Dr. David Argyle leaves British regulatory body after bullying probe ends
Dr. David Argyle
Royal College of Veterinary Surgeons photo
Dr. David Argyle heads the Royal (Dick) School of Veterinary Studies at the University of Edinburgh, where he has worked since 2005.
Dr. David Argyle has stepped down as junior vice president of the Royal College of Veterinary Surgeons following the closure of an investigation into bullying allegations against him.
The RCVS is the veterinary profession's chief regulator in the United Kingdom. Argyle, who is head of the Royal (Dick) School of Veterinary Studies at the University of Edinburgh, joined the RCVS leadership council in 2012 and was in line to become its president in July.
The RCVS in November set up a "preliminary investigative committee," or PIC, to probe complaints that Argyle bullied staff at the school in Scotland. The accusations were reported last year in Britain's Sunday Times newspaper and Vet Record, the official journal of the British Veterinary Association.

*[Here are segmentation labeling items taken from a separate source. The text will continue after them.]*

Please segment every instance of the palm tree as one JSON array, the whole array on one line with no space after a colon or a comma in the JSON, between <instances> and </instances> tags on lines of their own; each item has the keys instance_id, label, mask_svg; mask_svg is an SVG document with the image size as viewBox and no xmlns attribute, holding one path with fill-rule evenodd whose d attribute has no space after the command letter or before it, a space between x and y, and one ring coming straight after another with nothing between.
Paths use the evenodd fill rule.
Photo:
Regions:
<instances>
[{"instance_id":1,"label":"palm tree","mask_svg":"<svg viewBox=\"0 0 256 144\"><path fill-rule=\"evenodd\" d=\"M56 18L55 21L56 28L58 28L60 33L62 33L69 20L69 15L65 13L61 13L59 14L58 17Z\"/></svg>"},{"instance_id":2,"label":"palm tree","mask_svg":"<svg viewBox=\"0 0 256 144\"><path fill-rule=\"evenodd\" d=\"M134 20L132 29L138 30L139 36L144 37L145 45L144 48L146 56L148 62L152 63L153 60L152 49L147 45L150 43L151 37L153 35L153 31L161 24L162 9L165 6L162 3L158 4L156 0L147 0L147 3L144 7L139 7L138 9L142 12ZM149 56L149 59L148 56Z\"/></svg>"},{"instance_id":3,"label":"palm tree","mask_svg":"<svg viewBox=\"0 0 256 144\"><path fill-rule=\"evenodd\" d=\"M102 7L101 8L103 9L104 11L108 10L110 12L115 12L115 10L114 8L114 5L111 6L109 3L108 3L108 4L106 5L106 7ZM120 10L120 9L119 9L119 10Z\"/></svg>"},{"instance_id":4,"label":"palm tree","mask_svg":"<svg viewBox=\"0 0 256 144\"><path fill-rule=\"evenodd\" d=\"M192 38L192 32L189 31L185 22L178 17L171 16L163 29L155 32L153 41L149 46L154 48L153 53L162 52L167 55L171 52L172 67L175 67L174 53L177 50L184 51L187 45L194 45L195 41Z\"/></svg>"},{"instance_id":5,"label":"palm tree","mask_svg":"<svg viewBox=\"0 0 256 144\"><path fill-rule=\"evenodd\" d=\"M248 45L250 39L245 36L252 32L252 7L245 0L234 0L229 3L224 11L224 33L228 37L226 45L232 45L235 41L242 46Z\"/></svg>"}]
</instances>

The RCVS-appointed investigative committee closed the case and decided to take no further action, the RCVS said in a statement dated March 15.
The RCVS announced in the same statement that Argyle would step down. "Despite this outcome from the PIC discussions, I have now made the challenging decision to stand down from my position at the RCVS," he was quoted as saying. "This is to ensure there is no further distraction to the college's important work and activities and that whoever becomes the next JVP has the full support of council and RCVS members."
Argyle added: "It is also to reduce the toll this situation has taken on my family, colleagues and students, and on me personally."
RCVS spokesperson Luke Bishop told the VIN News Service that the RCVS cannot disclose further information about its investigation or its conclusions — and could do so only if the matter had been referred to a full public disciplinary committee hearing. "This is to ensure fairness for all sides," he said.
Bishop said Argyle's decision to stand down followed the PIC's decision to take no further action. "So his stepping down could not, and would not, have influenced the PIC's decision," he said.
On Monday, the RCVS announced that it has appointed Dr. Melissa Donald as its new junior vice president. Donald has since 2019 chaired the RCVS's standards committee, for which she has led a review of telemedicine rules.
The University of Edinburgh confirmed that its own investigation into the allegations against Argyle concluded there was no evidence of misconduct, a finding that was upheld on appeal.
Members of Britain's University and Colleges Union (UCU) were able to air their concerns about University of Edinburgh management to Intersol Global, a consultancy hired by the university. The university did not divulge the findings of the Intersol Global report, which was based on interviews with 21 staff members.
"The report was conducted on the basis of complete confidentiality," a university spokesman said.
He added: "The university has taken a number of proactive steps to address concerns raised by UCU. These include training, the creation of focus groups to improve understanding of staff concerns and the commissioning of an external consultant to help all staff work together to create a shared culture."